Testing was difficult at first – everything had to be manually calculated for the first three years. Kayleigh would test her blood sugar by poking her finger eight to 10 times per day, and the results combined with the number of carbs she was eating would provide the amount of insulin she would have to inject at meal or snack times.
When she was at school, she would text the blood sugar level to her mom, and Blanchette would do the calculation and text back what Kayleigh had to give herself. It’s a little easier now that they have a pump – a computer that calculates the amount of insulin to inject based on blood sugar levels and carb amounts.
Though the injections are easier to calculate, it’s still a lifestyle change that will stay with Kayleigh for her entire life.
Blanchette said it’s important to have a strong support system for the entire family. She joined a Facebook parent support group and tapped in to resources through the Children’s Hospital.
“If I didn’t have someone to help talk me through it and if I didn’t have some training from nannying a diabetic child, I don’t know if we would have handled it as well as we did in the beginning,” she said. “It’s very overwhelming at first.”

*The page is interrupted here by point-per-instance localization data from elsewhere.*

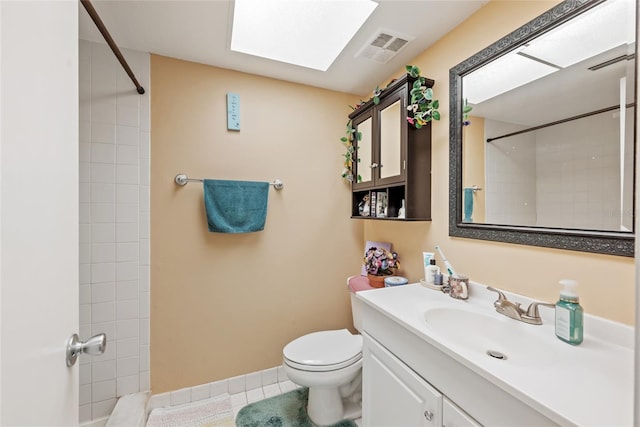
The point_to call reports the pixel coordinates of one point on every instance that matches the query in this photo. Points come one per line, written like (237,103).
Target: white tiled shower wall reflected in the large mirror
(566,176)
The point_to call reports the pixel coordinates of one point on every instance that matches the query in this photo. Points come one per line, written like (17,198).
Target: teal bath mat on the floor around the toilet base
(286,410)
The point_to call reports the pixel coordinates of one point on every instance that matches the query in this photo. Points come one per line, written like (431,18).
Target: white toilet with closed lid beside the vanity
(329,363)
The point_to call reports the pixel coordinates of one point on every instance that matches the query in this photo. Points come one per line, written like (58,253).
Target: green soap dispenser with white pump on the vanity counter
(569,314)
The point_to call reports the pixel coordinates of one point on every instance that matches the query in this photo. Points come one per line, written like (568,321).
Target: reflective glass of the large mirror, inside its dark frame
(549,140)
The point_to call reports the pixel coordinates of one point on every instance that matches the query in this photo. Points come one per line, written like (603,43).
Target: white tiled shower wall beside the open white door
(114,226)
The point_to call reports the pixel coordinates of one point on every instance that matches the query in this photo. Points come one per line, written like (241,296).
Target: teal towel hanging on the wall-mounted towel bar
(235,206)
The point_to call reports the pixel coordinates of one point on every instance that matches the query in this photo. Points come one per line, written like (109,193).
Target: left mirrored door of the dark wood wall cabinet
(364,164)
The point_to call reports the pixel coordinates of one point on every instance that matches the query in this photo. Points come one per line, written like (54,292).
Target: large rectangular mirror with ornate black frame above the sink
(545,156)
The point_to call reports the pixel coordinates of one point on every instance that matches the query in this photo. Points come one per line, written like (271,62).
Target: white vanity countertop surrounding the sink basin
(586,385)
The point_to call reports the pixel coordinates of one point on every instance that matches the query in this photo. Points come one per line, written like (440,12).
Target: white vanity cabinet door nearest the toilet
(394,395)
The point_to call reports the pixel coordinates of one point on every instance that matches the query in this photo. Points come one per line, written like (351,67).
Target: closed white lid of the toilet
(324,350)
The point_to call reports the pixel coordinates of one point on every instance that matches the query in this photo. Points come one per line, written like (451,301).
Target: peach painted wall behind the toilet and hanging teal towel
(225,304)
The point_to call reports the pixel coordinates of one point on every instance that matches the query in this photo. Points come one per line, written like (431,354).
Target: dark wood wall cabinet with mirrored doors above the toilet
(392,159)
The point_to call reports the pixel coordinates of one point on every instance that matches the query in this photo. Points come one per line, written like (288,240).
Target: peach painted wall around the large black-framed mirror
(606,282)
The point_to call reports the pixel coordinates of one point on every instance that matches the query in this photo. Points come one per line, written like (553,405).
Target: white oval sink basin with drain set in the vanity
(493,336)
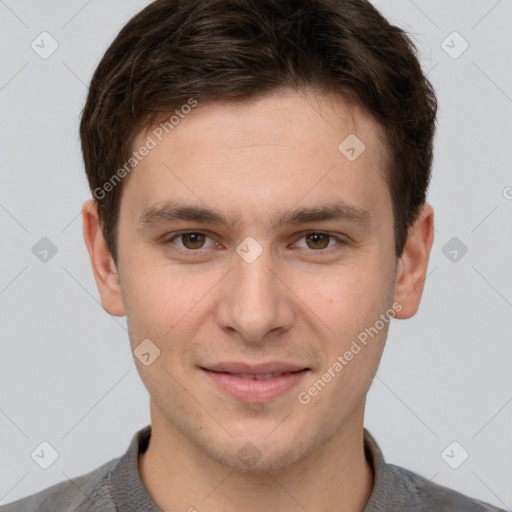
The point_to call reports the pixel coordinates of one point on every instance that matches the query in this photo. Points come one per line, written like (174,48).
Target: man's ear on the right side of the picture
(412,265)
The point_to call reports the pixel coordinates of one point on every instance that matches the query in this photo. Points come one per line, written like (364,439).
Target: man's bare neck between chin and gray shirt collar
(179,477)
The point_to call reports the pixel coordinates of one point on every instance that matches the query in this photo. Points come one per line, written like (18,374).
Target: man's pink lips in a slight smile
(234,379)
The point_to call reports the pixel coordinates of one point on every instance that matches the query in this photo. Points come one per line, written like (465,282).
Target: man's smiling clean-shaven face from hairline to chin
(255,255)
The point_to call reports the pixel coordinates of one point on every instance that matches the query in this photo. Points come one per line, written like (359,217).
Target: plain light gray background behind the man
(67,374)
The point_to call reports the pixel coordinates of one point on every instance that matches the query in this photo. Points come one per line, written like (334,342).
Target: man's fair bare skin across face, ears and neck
(295,303)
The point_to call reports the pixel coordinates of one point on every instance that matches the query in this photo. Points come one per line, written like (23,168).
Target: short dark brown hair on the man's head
(209,50)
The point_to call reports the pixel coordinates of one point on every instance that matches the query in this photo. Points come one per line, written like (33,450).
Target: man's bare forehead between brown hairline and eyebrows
(256,157)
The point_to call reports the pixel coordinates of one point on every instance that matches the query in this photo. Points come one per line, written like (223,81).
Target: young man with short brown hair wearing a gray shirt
(259,173)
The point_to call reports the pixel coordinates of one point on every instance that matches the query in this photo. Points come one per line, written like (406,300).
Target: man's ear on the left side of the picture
(103,266)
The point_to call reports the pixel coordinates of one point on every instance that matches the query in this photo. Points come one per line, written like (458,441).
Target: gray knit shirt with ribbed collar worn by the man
(117,487)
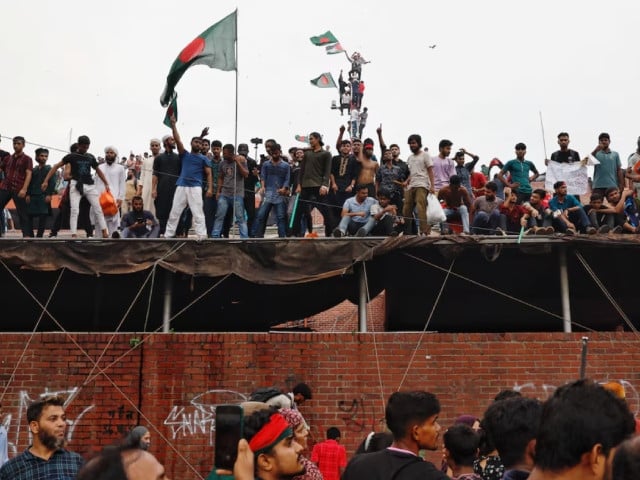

She said the most important thing for parents to remember is that it’s nobody’s fault. Type 1 diabetes is an autoimmune disease that people are born with, though it’s not always triggered.
According to Diabetes Canada, about 300,000 Canadians have Type 1 diabetes – about one in 300 children. They are more prone to conditions like vision loss, heart attack, stroke and kidney failure.
But Blanchette said people need to keep in mind that it isn’t a disability.
“A Type 1 diabetic child can be a normal adult,” said Blanchette. “It doesn’t affect their way of life. They can do everything else anyone else can do. It doesn’t have to change their life, just their lifestyle.”